In an interview Monday, Mr. Oliver deliver a blunt message – that the independent panel reviewing the Gateway pipeline should not allow foreign-backed opponents to hijack the hearings and kill the project through tactical delays.

“There are groups that are financing foreign intervention in the regulatory process,” Mr. Oliver said. He said the groups are following a clear tactic of attempting to drag out the hearings in the hope that the $6.6-billion project will collapse.

“These are projects of enormous national significance – in terms of job creation and creating revenues to fund social programs – and we think decisions about these Canadian projects should be made by Canadians,” Mr. Oliver said.

Prime Minister Stephen Harper warned last week of “foreign money” being used to overload the review process, which must provide time for 4,000 people who have indicated a desire to address the panel. A PMO spokesman said Monday that Mr. Harper was referring to groups like the well-connected NRDC, whose advisory committee includes such Hollywood notables as Robert Redford and Leonardo DiCaprio.

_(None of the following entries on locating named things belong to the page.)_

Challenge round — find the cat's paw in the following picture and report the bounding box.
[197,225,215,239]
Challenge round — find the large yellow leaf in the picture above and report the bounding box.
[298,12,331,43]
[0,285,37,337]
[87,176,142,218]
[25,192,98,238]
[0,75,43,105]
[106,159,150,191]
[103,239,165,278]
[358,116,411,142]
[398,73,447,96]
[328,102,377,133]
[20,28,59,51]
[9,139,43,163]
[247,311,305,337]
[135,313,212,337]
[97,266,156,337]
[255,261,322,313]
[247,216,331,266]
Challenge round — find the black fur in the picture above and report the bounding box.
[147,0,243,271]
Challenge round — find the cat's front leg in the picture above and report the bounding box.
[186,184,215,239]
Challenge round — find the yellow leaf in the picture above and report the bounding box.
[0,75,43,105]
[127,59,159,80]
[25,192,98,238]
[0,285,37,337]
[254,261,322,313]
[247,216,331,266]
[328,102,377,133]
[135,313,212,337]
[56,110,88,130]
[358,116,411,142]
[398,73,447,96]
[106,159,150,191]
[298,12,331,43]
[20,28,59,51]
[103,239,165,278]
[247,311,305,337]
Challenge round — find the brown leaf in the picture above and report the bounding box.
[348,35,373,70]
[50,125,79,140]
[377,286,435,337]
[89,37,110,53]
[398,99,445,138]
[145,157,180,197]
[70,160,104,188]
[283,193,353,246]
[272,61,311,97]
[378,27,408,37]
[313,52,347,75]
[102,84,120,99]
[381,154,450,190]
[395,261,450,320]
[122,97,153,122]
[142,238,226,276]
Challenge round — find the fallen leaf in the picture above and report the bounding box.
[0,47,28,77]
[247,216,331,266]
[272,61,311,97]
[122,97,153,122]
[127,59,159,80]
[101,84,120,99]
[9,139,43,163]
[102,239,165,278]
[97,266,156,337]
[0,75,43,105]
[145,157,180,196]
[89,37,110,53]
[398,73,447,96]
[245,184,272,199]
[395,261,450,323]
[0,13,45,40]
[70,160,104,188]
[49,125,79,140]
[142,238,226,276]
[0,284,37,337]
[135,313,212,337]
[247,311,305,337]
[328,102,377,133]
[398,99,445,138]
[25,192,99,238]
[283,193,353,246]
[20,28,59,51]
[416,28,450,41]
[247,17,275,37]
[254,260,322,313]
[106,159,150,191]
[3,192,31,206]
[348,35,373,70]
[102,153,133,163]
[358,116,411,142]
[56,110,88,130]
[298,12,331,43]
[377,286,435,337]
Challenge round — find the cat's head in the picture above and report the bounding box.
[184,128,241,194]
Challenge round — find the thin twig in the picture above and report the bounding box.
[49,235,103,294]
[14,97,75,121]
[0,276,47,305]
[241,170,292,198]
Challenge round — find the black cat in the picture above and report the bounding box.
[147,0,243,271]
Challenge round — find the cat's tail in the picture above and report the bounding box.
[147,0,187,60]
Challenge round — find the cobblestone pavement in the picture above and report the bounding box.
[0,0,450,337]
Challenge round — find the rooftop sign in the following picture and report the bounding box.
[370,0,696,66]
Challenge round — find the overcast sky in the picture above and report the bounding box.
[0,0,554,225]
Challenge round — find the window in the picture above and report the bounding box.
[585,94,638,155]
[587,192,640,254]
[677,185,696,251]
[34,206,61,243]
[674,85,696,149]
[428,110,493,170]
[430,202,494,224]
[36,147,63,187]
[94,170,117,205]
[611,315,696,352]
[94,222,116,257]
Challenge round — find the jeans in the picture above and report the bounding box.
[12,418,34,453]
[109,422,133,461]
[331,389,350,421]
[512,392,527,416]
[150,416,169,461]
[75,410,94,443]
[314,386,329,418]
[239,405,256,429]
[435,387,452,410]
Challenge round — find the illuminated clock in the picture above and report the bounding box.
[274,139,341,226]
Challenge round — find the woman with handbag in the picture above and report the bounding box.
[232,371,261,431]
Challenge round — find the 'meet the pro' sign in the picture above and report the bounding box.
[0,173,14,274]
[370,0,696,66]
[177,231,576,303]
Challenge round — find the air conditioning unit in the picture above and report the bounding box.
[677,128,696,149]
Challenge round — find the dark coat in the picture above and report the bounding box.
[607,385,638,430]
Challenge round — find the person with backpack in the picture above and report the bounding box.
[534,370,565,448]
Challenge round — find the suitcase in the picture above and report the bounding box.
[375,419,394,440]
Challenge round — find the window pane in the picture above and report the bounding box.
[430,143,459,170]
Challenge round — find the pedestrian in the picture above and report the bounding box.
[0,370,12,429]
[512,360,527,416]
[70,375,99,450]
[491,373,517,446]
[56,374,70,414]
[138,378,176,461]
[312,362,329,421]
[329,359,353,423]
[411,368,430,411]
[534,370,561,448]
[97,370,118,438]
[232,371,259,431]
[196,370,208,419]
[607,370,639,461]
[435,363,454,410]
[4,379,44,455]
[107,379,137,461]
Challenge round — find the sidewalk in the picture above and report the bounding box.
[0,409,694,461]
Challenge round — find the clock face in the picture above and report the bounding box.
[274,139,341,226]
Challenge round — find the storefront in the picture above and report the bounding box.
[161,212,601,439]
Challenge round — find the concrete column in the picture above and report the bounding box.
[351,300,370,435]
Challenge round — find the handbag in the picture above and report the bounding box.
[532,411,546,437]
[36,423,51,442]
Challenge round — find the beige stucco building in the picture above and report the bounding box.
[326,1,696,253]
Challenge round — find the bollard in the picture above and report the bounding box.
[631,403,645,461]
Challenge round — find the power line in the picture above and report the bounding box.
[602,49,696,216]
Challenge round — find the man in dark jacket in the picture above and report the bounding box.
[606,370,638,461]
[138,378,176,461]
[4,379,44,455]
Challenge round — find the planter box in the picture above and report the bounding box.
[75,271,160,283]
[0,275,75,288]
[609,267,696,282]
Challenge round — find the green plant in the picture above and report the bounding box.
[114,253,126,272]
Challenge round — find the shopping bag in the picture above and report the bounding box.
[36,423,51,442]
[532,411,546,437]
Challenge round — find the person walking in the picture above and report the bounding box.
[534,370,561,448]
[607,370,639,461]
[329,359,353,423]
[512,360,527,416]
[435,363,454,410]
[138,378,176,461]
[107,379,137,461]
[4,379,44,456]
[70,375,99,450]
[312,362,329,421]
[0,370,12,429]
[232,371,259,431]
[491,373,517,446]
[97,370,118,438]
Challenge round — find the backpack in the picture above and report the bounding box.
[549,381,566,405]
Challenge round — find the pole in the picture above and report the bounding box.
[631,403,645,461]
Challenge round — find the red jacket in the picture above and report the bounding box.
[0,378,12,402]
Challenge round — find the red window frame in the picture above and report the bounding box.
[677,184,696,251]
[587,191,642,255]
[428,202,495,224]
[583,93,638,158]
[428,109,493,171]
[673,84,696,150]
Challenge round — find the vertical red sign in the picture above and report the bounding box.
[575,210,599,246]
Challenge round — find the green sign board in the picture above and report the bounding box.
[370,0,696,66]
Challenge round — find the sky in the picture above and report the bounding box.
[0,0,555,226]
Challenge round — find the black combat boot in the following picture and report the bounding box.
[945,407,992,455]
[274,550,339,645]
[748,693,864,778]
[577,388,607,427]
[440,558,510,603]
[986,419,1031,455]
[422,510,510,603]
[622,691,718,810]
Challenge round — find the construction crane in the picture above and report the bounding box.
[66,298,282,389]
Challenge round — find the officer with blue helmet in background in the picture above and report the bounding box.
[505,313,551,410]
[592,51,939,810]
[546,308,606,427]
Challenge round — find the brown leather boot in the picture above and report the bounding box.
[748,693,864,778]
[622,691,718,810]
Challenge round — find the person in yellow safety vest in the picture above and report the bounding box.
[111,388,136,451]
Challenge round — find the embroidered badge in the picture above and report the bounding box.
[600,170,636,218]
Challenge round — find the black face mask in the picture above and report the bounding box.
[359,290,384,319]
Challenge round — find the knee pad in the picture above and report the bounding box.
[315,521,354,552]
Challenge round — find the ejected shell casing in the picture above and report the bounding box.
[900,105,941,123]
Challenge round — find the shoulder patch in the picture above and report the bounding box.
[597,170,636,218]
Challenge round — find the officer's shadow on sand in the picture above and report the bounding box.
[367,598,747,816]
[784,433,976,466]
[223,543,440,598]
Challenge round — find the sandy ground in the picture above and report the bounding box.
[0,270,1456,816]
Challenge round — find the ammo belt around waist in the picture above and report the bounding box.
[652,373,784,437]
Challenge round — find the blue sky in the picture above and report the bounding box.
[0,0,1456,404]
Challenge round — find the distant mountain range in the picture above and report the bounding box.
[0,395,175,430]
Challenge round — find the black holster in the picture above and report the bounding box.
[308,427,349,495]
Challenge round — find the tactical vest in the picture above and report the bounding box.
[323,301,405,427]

Environmental groups say the Harper government is engaging in diversionary tactics aimed at tarnishing the image of pipeline opponents and deflecting attention from the serious risks posed by the project.

The government will bring forward new rules to set strict timelines on future environmental hearings on major energy projects. But Mr. Oliver said Monday that those new rules will not affect the current Gateway review, which is being conduct by an independent three-person panel representing the National Energy Board and the Canadian Environmental Assessment Agency.

The panel has already pushed back the deadline for concluding its work by a year, citing the huge number of people who want to appear before it.

While Mr. Oliver insists Ottawa won’t intervene, the panel will clearly take into account the government’s support for the pipeline as being in the national interest and its insistence that the review should not be derailed by delaying tactics, said Brenda Kenny, president of the Canadian Energy Pipelines Association.